Il governo che perde i pezzi

15 Lug 2010

Il caso Cosentino, dopo quelli di Brancher e Scajola, è forse il più torbido. La maggioranza sanguina, anche se Berlusconi ostenta sicurezza. Il problema però è un altro: il sistema di potere messo allo scoperto dalle inchieste

Sembra di vivere i momenti della “fine di un regno”. Le inchieste dilagano, scoperchiando un perverso sistema di rapporti tra politica e malaffare, e ogni giorno il governo perde pezzi. La sequenza è impressionante. Prima, il ministro Scajola, costretto a dimettersi tra l’ilarità generale perché non sapeva spiegare chi, a sua insaputa, gli avesse pagato l’appartamento. Poi, il ministro Brancher, al quale era stato assegnato un “dicastero del nulla”, solo per evitargli le insidie di un processo grazie al legittimo impedimento. E, ora, il sottosegretario Cosentino , travolto dall’affare della nuova P2 (o della P3), dopo che era riuscito fin qui a schivare le accuse di camorra e la conseguente richiesta d’arresto avanzata dagli inquirenti. Sono tutti uomini vicini al premier, strategici per la sua azione. Che il Cavaliere è stato costretto a sacrificare. E il caso Cosentino, dopo i casi Scajola e Brancher, è probabilmente il più torbido. Costringendo alle dimissioni il sottosegretario all’Economia, Berlusconi ha evitato che la compagine governativa si infrangesse sugli scogli di una mozione di sfiducia. Ma le ferite si sono fatte più sanguinose per la maggioranza, avendo avuto un ruolo decisivo, in questa vicenda, il presidente della Camera Fini e i deputati che gli sono rimasti fedeli. Cresce, dunque, la voglia di rivalsa. Si agitano progetti di vendetta. Ma dilaga anche la paura per il verminaio che si va progressivamente scoperchiando e travolge uomini finora considerati “intoccabili”. La domanda circola minacciosa nei corridoi di Momtecitorio: “Chi sarà il prossimo?”.

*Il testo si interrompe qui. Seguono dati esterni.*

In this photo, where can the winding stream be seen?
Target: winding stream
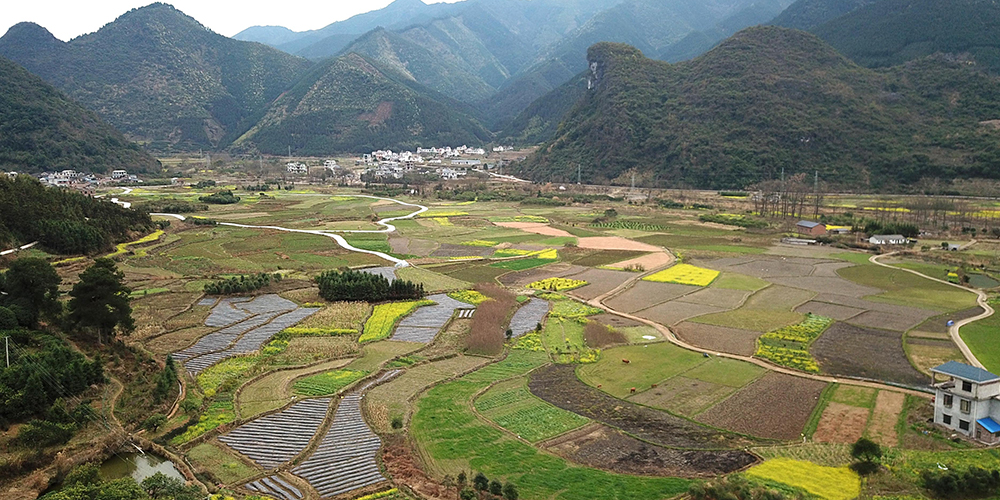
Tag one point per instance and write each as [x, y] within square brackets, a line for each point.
[331, 233]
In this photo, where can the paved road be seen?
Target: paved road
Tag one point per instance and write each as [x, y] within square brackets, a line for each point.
[386, 223]
[954, 330]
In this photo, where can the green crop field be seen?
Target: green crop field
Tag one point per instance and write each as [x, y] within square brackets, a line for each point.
[453, 439]
[511, 406]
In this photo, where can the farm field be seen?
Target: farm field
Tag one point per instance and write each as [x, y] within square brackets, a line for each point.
[550, 413]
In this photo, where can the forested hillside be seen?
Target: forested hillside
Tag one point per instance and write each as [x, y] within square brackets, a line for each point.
[64, 221]
[160, 76]
[770, 99]
[348, 104]
[890, 32]
[808, 14]
[41, 129]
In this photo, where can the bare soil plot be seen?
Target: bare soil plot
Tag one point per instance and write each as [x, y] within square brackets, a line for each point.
[829, 269]
[558, 385]
[616, 243]
[718, 338]
[778, 298]
[600, 282]
[820, 284]
[888, 321]
[882, 427]
[686, 396]
[535, 227]
[646, 294]
[774, 268]
[835, 311]
[647, 262]
[865, 352]
[718, 297]
[939, 324]
[449, 250]
[925, 357]
[391, 400]
[674, 312]
[841, 423]
[776, 406]
[602, 447]
[615, 321]
[276, 439]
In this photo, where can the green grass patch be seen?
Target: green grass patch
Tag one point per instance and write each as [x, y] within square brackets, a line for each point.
[907, 289]
[850, 395]
[982, 336]
[511, 406]
[751, 319]
[454, 439]
[327, 383]
[648, 364]
[733, 281]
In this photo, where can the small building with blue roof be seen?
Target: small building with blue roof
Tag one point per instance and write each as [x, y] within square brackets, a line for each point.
[968, 401]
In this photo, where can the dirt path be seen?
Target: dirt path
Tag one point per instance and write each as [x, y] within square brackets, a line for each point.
[954, 330]
[672, 338]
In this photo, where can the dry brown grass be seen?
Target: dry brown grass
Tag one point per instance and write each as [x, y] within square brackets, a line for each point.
[601, 336]
[488, 324]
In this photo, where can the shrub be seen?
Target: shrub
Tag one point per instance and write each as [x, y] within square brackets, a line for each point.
[489, 324]
[220, 198]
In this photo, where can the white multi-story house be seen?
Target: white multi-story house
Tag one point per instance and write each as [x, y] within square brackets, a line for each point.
[968, 402]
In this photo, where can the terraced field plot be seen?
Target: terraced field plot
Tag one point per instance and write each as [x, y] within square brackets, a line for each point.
[424, 324]
[344, 461]
[528, 316]
[511, 406]
[276, 439]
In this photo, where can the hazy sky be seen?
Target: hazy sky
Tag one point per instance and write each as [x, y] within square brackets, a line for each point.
[67, 19]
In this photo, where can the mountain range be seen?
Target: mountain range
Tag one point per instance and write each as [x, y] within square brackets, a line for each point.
[768, 99]
[41, 129]
[160, 77]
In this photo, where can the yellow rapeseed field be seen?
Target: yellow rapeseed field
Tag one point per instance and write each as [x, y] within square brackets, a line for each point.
[685, 274]
[828, 483]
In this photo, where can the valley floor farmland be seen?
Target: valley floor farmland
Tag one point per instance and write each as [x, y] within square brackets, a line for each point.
[560, 413]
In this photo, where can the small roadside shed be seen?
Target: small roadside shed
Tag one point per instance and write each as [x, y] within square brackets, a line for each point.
[809, 228]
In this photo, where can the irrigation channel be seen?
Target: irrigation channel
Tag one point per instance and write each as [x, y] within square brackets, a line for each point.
[386, 224]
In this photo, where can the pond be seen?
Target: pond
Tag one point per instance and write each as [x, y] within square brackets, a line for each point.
[137, 466]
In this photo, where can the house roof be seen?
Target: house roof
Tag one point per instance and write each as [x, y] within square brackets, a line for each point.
[965, 372]
[989, 424]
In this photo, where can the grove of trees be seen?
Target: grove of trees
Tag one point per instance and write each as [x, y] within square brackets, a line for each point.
[351, 285]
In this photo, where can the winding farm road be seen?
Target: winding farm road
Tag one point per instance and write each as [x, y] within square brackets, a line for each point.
[329, 233]
[598, 302]
[954, 330]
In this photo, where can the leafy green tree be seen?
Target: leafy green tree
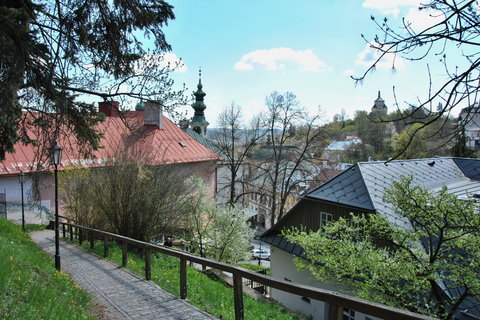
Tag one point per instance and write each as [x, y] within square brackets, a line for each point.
[406, 267]
[56, 56]
[128, 197]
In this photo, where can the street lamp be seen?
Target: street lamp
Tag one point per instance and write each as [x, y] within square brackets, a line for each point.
[56, 158]
[21, 179]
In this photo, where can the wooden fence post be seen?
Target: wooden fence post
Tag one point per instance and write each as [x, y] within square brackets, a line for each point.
[183, 278]
[124, 253]
[148, 266]
[105, 246]
[238, 296]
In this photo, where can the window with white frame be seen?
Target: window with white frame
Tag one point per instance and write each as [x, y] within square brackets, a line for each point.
[348, 314]
[325, 218]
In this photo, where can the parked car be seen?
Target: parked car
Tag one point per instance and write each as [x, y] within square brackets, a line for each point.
[260, 254]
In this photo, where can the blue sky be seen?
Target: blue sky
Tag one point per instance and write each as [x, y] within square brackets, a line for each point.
[247, 49]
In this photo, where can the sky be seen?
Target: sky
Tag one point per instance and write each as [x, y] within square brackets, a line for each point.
[248, 49]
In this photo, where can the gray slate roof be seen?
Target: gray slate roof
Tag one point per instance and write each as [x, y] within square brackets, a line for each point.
[364, 184]
[206, 142]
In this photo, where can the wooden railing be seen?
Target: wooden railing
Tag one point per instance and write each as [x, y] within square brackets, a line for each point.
[333, 298]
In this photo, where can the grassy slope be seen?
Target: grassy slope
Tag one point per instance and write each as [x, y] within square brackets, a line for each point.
[30, 287]
[203, 292]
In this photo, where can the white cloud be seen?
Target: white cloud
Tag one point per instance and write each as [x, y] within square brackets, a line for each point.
[279, 58]
[369, 55]
[390, 7]
[348, 72]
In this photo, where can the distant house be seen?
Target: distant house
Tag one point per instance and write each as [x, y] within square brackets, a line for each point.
[470, 118]
[360, 189]
[334, 151]
[151, 135]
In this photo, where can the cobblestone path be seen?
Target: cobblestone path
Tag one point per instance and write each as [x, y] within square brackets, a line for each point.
[123, 294]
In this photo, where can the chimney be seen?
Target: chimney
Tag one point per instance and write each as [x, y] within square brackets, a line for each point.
[153, 114]
[109, 108]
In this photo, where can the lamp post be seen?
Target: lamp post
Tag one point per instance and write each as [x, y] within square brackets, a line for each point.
[21, 179]
[56, 158]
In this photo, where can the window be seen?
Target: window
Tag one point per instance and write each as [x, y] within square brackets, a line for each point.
[325, 218]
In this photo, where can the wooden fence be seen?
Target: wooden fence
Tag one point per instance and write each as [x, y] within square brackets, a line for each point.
[340, 301]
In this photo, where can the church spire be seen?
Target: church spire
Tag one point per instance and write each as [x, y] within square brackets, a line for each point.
[198, 122]
[199, 106]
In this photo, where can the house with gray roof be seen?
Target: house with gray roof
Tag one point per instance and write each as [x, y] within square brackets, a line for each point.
[360, 189]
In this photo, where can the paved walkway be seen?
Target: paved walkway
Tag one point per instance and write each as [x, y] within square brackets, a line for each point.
[123, 294]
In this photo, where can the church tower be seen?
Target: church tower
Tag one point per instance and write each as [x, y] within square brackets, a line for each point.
[198, 122]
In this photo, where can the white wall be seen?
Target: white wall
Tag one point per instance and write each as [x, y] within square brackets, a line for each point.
[283, 268]
[11, 185]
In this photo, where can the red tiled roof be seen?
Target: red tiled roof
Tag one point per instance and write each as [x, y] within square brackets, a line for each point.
[158, 146]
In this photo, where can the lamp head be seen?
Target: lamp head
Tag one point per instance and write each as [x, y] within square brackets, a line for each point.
[56, 154]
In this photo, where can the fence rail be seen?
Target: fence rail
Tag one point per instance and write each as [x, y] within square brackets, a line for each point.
[339, 300]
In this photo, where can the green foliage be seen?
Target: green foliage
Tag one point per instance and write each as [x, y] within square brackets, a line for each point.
[386, 263]
[411, 143]
[383, 138]
[127, 197]
[204, 292]
[460, 148]
[30, 287]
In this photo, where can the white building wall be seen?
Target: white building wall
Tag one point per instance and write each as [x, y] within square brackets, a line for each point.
[283, 268]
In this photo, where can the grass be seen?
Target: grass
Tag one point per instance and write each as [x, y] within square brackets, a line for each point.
[30, 287]
[204, 292]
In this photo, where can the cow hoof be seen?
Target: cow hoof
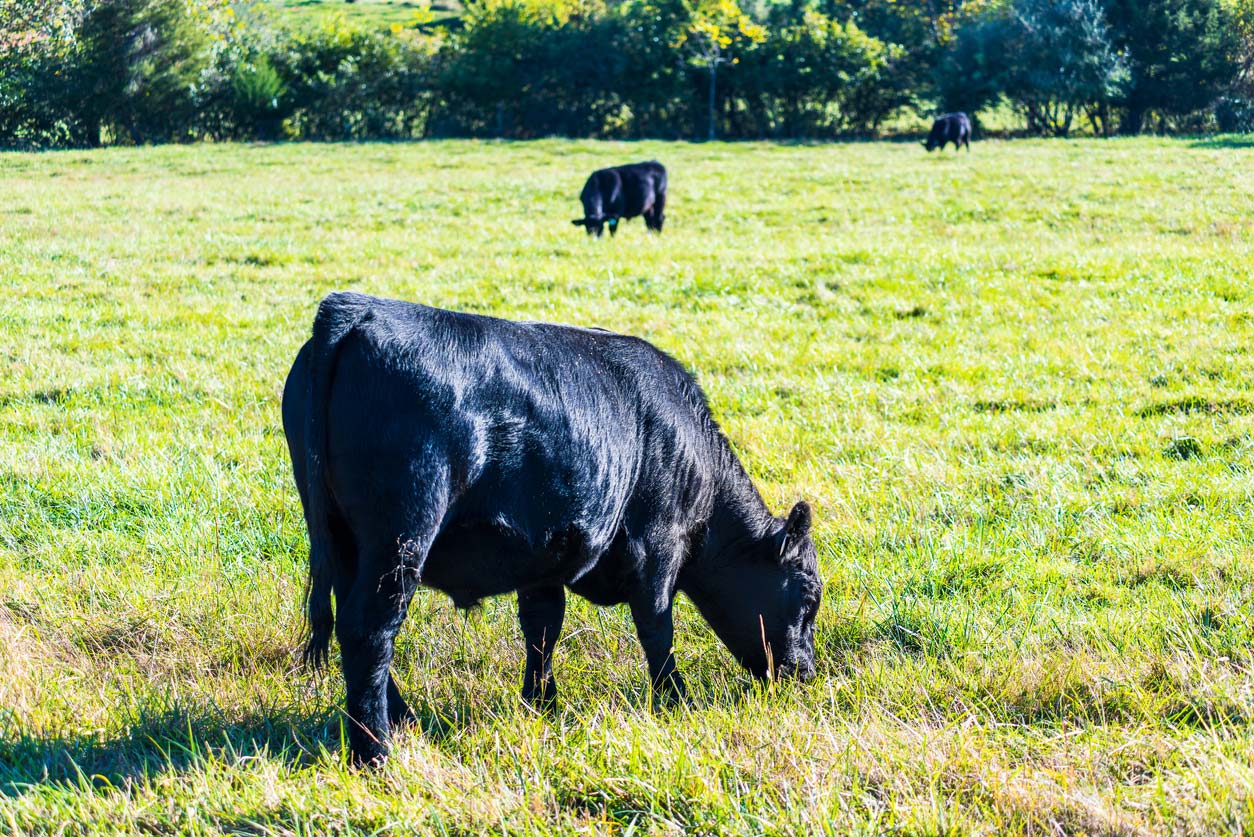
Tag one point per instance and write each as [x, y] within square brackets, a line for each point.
[541, 699]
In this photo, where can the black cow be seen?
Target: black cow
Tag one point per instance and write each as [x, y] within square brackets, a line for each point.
[951, 127]
[482, 457]
[623, 192]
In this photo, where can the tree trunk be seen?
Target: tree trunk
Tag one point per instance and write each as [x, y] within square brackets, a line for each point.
[714, 77]
[1132, 119]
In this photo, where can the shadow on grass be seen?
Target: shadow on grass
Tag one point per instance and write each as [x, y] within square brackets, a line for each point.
[179, 741]
[169, 742]
[1225, 141]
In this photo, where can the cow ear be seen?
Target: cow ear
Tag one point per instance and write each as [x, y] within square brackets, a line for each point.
[795, 527]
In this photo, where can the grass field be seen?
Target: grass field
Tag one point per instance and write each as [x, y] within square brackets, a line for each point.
[374, 15]
[1016, 385]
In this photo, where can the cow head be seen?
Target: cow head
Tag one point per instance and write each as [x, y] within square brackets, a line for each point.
[764, 600]
[595, 225]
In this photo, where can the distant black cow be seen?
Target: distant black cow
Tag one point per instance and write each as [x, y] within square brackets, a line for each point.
[951, 127]
[623, 192]
[483, 457]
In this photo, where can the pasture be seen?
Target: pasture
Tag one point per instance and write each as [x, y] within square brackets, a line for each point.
[1017, 385]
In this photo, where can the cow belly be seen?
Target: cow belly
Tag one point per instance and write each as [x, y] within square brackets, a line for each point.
[473, 561]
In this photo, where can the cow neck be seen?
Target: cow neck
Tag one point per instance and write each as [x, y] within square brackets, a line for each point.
[739, 516]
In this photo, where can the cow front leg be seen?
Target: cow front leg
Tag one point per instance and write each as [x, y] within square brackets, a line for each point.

Berlusconi ostenta sicurezza. Alza la voce contro l’opposizione “comunista” e i giudici. Ma è costretto a stare sulla difensiva. E, quando è necessario, cede. Cede sugli uomini da sacrificare, pur di non cedere sulla difesa dei suoi interessi. Ci sono le solite anime candide che gli riconoscono d’aver fatto la scelta giusta, inducendo il sottosegretario Cosentino alle dimissioni, come se non fosse stato lui a sceglierlo e a proteggerlo. Ci sono i soliti mediatori che confidano di poter trovare ancora una via d’uscita, individuandola in un compromesso tra il Cavaliere e Fini, in un armistizio da siglare prima che la guerra travolga i due cofondatori del Pdl. Sull’altro fronte della maggioranza, si può sentire la voce dei pasdaran. Quelli che offrono l’immagine di un Cavaliere ancora saldo in sella. Convinto, a questo punto, di dover usare l’arma del voto. Anticipandolo alla primavera prossima, quando i suoi avversari non si sono ancora organizzati e c’è dunque la possibilità di bissare il successo di due anni fa.

E’ possibile che Berlusconi, messo alle strette, punti le sue carte sul tavolo dell’azzardo e dell’avventura. Farà bene, quindi, l’opposizione di centrosinistra a mantenere i nervi saldi. Ma si guardi, soprattutto, dall’entrare nei giochi e giochetti da sottoscala della politica. Si guardi dal raccogliere l’appello alla cautela, e alla politica del “passo per passo”, formulato in nome dell’emergenza. Non bastano le dimissioni di questo o quel ministro. Non bastano le trattative per cambiare qualche norma della legge anti-intercettazioni o le aperture del governo verso il Quirinale. La situazione del Paese supera gli schemi della normalità politica. Il problema è un altro. Riguarda il vero e proprio sistema di potere messo allo scoperto dalle inchieste. Un metodo di governo che mescola politica e affari generando corruzione, che viola sistematicamente le regole attraverso lo scambio dei favori e la distribuzione delle tangenti. E’ questa la visione agghiacciante che ci offre la gestione berlusconiana del potere. Una condizione di permanente illegalità, che mina le fondamenta della nostra vita democratica. E alla quale bisogna opporsi con intransigenza. Sapendo che ci sono battaglie da condurre sino in fondo, al di là dei numeri.